NVM storage in MonetDB for tables and graphs

From Master Projects
Jump to: navigation, search

About NVM storage in MonetDB for tables and graphs


MonetDB is a relational columnar and SQL-compatible DBMS, designed towards analytical workloads. In the runtime, data is stored in contiguous memory chunks, like arrays. If the contiguous data should hold an index, or rather, a (semi) sorted sequence of values that support sub-linear lookups by value, the challenge is how to handle updates at sub-linear cost as well. Moreover, we would like this data structure work well on non-volatile memory (NVM), such as 3D-XPoint. A final consideration for the data structure should be its ability to provide isolation during transaction processing, also at sub-linear cost. NVM memory is a bit slower than RAM, but persistent. The difficulty in handling it is in ensuring consistency, because writes may be reordered and in case of a crash there are no guarantees on what changes were flushed back already to RAM, and which not (though there are operations to explicitly enforce this). The data structure could somehow be akin to Packed Memory Arrays (PMAs), a cacheoblivious data structure well-known in theoretical computer science, but increase the locality of writes to fit NVM well.

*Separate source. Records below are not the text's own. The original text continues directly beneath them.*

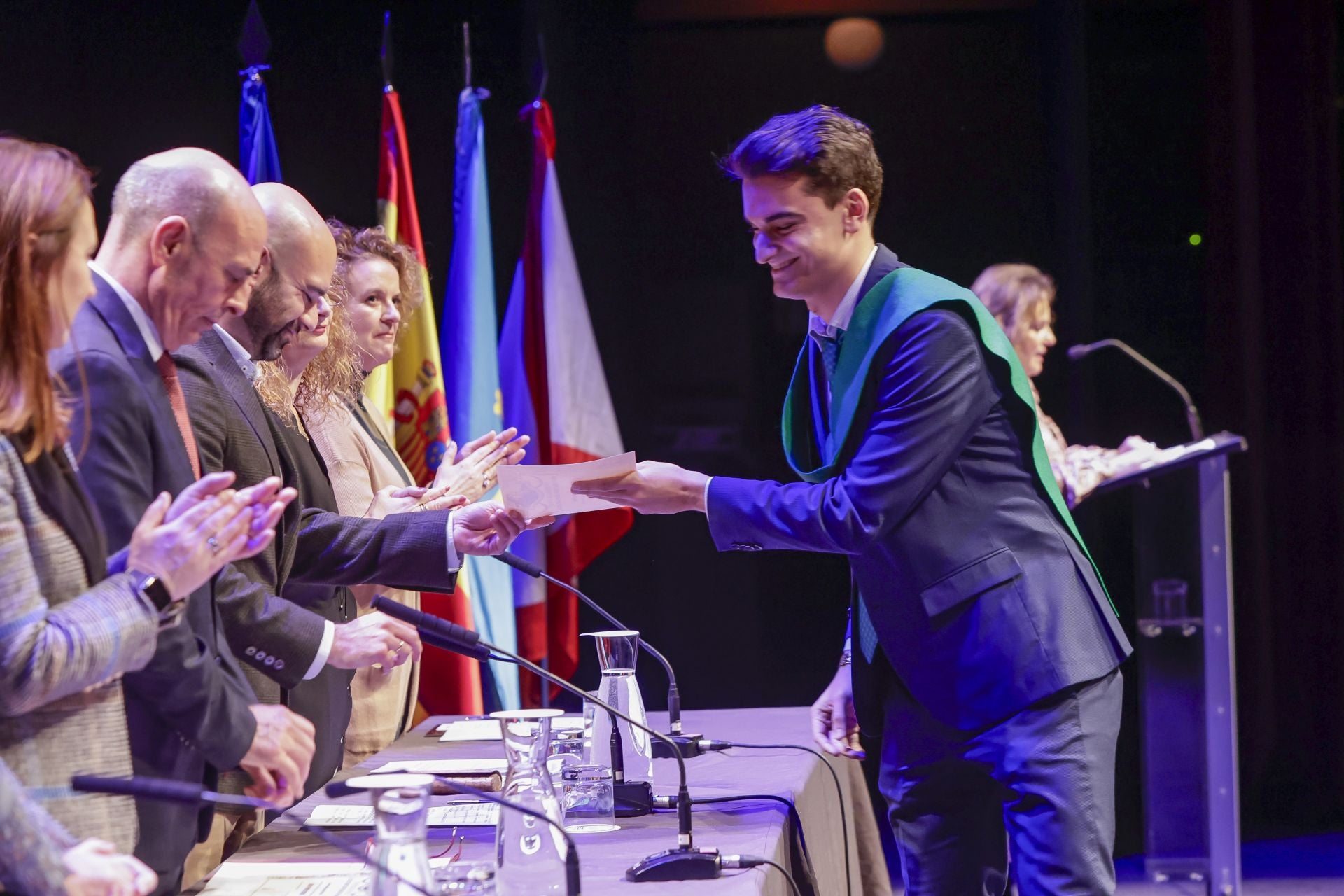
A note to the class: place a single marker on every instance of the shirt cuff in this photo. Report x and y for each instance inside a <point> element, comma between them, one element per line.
<point>454,562</point>
<point>324,649</point>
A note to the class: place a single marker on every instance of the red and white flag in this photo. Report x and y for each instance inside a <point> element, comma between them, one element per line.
<point>553,387</point>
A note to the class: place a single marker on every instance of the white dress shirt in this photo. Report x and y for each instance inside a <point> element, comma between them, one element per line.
<point>137,314</point>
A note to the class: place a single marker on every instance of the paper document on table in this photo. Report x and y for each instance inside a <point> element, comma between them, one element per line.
<point>286,879</point>
<point>489,729</point>
<point>456,814</point>
<point>447,766</point>
<point>545,491</point>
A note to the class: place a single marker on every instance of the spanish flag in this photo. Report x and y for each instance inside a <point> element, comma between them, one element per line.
<point>410,393</point>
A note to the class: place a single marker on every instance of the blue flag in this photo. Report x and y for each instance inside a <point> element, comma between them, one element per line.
<point>260,159</point>
<point>470,370</point>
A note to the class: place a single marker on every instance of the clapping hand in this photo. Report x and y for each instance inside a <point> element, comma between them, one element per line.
<point>188,540</point>
<point>96,868</point>
<point>470,473</point>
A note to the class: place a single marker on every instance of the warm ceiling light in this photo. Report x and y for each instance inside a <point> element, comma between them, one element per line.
<point>854,43</point>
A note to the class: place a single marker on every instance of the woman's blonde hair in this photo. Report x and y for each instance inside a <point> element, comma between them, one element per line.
<point>1012,292</point>
<point>43,190</point>
<point>330,382</point>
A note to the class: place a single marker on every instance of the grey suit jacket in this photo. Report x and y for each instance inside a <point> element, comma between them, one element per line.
<point>64,648</point>
<point>187,710</point>
<point>234,431</point>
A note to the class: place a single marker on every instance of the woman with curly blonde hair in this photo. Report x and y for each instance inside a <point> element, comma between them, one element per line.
<point>1022,300</point>
<point>379,285</point>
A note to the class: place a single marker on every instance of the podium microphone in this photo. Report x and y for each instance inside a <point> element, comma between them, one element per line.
<point>527,567</point>
<point>683,862</point>
<point>573,886</point>
<point>163,789</point>
<point>1196,428</point>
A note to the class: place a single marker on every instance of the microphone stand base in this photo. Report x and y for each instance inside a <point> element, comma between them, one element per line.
<point>678,864</point>
<point>634,798</point>
<point>689,745</point>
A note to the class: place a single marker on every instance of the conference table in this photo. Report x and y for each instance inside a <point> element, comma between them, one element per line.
<point>286,853</point>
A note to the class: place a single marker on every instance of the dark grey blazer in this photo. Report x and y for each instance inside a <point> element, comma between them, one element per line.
<point>187,710</point>
<point>234,431</point>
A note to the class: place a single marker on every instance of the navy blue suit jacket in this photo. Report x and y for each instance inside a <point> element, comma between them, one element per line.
<point>980,598</point>
<point>187,711</point>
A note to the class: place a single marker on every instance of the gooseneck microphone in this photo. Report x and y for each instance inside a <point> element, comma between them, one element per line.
<point>164,790</point>
<point>683,862</point>
<point>527,567</point>
<point>573,886</point>
<point>1196,428</point>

A stretch-goal of the project is to use the data structure for storing updatable graphs. A graph consists of two tables (V,E), where E is stored in source-vertex order and each V stores the offset its first edge; such that it becomes very cheap to discover all edges starting in one particular vertex. Now, an edge insert may cause all subsequent edge offsets in the V table to change, yet the data structure should support updates at sub-linear cost (and be NVM friendly and support isolation).

You would be advised by Dean de Leo at CWI, and co-advised by Peter Boncz of CWI+VU.